Sea slug is thriving business in Cakaudrove particularly for the villagers of Yanuca and the qoliqoli provides good income for these men and their families, as villager Pelasio Rainibogi explains. Every morning at sunrise Pelasio is already up eager as always to fill his sack with sea slugs for the market. A process that takes weeks to do equipped with only a piece of metal to break through the coral reef and retrieve the slugs.
It's a job he's been committed to for some years now and probably will be for life. "I can spend about two to three weeks out on uninhabited islands and come back to the village after I collect the sea slugs from the reef.
"The business has been good as I get very good money from the sale of sea slugs and I have no problems with the market," Pelasio said.
"The qoliqoli is our main source of income and that has been my form of employment ever since I left school." The Fiji Times earlier reported that Yanuca villagers earn up to $15,000 to $18,000 fortnightly.
When collecting sea slugs, Pelasio has to search for it in the reef and in shallow waters.
"It depends what kind of sea slugs I want for the market.
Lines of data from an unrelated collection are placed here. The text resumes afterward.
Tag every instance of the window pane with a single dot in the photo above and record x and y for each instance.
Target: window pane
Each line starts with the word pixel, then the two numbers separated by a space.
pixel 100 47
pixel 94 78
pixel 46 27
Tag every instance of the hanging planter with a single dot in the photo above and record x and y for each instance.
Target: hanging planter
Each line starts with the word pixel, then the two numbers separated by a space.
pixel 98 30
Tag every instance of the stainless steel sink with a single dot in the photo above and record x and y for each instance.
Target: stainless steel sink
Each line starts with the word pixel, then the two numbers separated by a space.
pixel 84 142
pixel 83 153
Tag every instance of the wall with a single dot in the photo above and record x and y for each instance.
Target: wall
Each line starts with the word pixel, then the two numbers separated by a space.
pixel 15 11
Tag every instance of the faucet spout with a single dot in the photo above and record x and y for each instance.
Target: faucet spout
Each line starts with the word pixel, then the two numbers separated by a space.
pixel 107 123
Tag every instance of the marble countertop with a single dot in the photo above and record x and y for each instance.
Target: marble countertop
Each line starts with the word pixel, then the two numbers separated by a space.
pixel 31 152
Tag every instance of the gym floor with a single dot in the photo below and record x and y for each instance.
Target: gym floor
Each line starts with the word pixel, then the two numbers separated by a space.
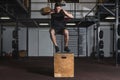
pixel 41 68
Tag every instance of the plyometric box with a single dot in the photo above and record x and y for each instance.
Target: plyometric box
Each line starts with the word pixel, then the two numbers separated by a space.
pixel 63 65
The job is not difficult in finding sea slugs but it may involve risks of having sharks around the area.
"But I have always prayed and asked God for guidance to protect me when I am out there doing my jobs," Pelasio said.
Although plans for other career paths were in mind during his school days, the sweet rewards of collecting and selling sea slugs pulled him back to the village.
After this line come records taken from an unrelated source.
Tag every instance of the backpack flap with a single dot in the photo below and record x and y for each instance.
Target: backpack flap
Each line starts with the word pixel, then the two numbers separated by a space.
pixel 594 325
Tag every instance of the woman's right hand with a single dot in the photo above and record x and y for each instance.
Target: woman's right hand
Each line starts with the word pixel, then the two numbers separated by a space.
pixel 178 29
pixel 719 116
Those sweet rewards have been mainly the high income earned by his dad and uncles - a fact he observed while growing up.
"When I was a kid I used to see the men in the village go to Taveuni and do big shopping and it was the money from the sea slugs they collected.
"So after seeing that, I got attracted to it and stated helping my dad collect sea slugs. My dad started paying me too and the money was so good so I have remained in the business," Pelasio said.
Still a young single man and a headman of his village, Pelasio has always encouraged youths to work hard and earn a good living. "Our qoliqoli has provided us with good income and it has helped our parents financially in putting us through school and paying other bills.
"My job as a village headman and as a fisherman is to always talk to our youths and tell them not to be lazy but work hard.
"If we work hard, we earn good money and can afford a good living but if we are lazy, then it won't help at all," Pelasio said.
He believes that youths should start helping themselves by making use of the resources around their villages.
"They can make furniture from their forests and sell it or beautify their natural surrounding and turn it into a tourism site.
"It's all about creating the opportunity from the resources around us and market it to bring money back into our community," Pelasio said.